New Delhi: Cytomegalovirus (CMV) is a common and symptomless herpes virus that can cause serious harm to newborn babies and people with impaired immune systems like organ transplant and HIV patients, said experts here on Saturday.

CMV belongs to the herpes virus family and can infect people of all ages. It spreads through body fluids and usually remains dormant, causing no symptoms or a mild illness characterized by fever, sore throat, fatigue, or swollen glands.

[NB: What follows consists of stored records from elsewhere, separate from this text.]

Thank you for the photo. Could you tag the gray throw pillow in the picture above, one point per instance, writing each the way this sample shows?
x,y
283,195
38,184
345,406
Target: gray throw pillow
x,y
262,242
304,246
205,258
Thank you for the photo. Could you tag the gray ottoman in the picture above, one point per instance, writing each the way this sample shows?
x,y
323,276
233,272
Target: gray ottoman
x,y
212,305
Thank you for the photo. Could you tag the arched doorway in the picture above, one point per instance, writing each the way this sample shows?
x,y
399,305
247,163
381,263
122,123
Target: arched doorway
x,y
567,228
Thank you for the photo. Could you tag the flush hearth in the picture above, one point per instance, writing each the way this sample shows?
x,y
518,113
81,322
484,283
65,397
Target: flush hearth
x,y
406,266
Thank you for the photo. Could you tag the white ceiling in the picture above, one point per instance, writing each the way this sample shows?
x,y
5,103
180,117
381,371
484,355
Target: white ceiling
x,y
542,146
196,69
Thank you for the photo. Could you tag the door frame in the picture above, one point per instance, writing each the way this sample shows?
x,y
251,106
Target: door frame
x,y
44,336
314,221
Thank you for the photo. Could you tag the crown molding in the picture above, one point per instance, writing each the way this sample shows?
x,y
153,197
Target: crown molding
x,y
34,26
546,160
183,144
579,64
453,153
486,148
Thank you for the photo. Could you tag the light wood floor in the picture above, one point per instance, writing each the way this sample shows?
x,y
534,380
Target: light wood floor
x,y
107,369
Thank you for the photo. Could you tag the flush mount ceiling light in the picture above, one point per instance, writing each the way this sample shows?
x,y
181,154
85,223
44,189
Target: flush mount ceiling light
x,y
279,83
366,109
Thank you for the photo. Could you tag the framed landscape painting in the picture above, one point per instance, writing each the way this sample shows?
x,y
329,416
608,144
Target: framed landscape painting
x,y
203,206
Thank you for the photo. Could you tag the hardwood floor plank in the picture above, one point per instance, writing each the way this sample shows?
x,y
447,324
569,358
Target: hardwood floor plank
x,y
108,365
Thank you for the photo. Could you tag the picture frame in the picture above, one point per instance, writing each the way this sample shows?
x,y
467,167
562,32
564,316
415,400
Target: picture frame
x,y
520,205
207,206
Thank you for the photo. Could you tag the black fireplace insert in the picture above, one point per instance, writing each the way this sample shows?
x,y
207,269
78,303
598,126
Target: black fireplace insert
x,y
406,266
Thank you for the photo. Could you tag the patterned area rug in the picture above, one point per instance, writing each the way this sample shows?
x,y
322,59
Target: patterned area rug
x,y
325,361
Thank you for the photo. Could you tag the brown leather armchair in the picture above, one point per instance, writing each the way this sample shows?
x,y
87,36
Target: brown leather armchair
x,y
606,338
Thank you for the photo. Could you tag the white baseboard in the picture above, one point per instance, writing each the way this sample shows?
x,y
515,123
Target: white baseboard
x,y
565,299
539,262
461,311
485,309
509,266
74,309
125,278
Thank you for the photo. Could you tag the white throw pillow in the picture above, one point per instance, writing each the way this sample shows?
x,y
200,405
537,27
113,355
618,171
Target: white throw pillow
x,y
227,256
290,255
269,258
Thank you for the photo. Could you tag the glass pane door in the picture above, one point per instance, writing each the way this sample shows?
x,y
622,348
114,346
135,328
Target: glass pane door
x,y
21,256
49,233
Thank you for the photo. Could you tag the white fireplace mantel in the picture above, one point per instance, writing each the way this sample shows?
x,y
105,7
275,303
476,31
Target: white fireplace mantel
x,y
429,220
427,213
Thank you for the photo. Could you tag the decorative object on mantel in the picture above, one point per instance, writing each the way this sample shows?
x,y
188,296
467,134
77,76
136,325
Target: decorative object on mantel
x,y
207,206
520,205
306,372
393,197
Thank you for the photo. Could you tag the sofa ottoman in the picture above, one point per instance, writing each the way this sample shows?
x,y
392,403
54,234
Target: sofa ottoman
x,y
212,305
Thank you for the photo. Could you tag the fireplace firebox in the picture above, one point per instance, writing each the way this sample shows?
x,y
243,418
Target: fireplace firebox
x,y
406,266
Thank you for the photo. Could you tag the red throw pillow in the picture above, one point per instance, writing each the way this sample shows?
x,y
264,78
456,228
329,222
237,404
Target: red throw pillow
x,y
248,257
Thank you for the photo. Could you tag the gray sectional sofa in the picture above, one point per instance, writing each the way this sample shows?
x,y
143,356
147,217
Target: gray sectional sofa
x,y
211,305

But it can prove to be risky for some people. CMV is the most commonly transmitted virus to a developing fetus.

In people with weaker immune systems, CMV can produce serious symptoms affecting the eyes, lungs, oesophagus, intestines, stomach, or liver.

“If a pregnant woman contracts CMV for the first time during pregnancy (primary infection), there is a risk of transmitting the virus to the unborn baby. This can result in congenital CMV infection, which may cause developmental problems, hearing loss, vision impairment, and other serious health issues in the baby,” Dr Neha Rastogi Panda, Consultant-Infectious Diseases, Fortis Memorial Research Institute, Gurugram, told.

“CMV is a common virus that infects over 90 percent of the Indian population during pregnancy (intrauterine) or early childhood. While typically harmless in healthy individuals, CMV can become a serious threat to people with HIV/AIDS or those undergoing organ transplants (especially kidney and bone marrow). In these cases, the virus can reactivate and cause a range of health problems,” added Dr Rajeev Gupta, Director – Internal Medicine at the CK Birla Hospital (R), Delhi.

CMV in people with low immunity on steroids, cancer, and dialysis can reactivate and cause symptoms like fever, pneumonia, gastrointestinal symptoms, and visual effects and problems.

Dr. Neha said that CMV is a significant cause of morbidity and mortality in people with weakened immune systems.

While there is no widely available vaccine specifically to prevent the initial infection with CMV, antiviral medications administered during organ transplant procedures significantly reduce the risk of CMV reactivation.

The doctors called for maintaining hygiene by washing hands regularly, practicing safe sex, not sharing items like toothbrushes, and avoiding contact with bodily fluids.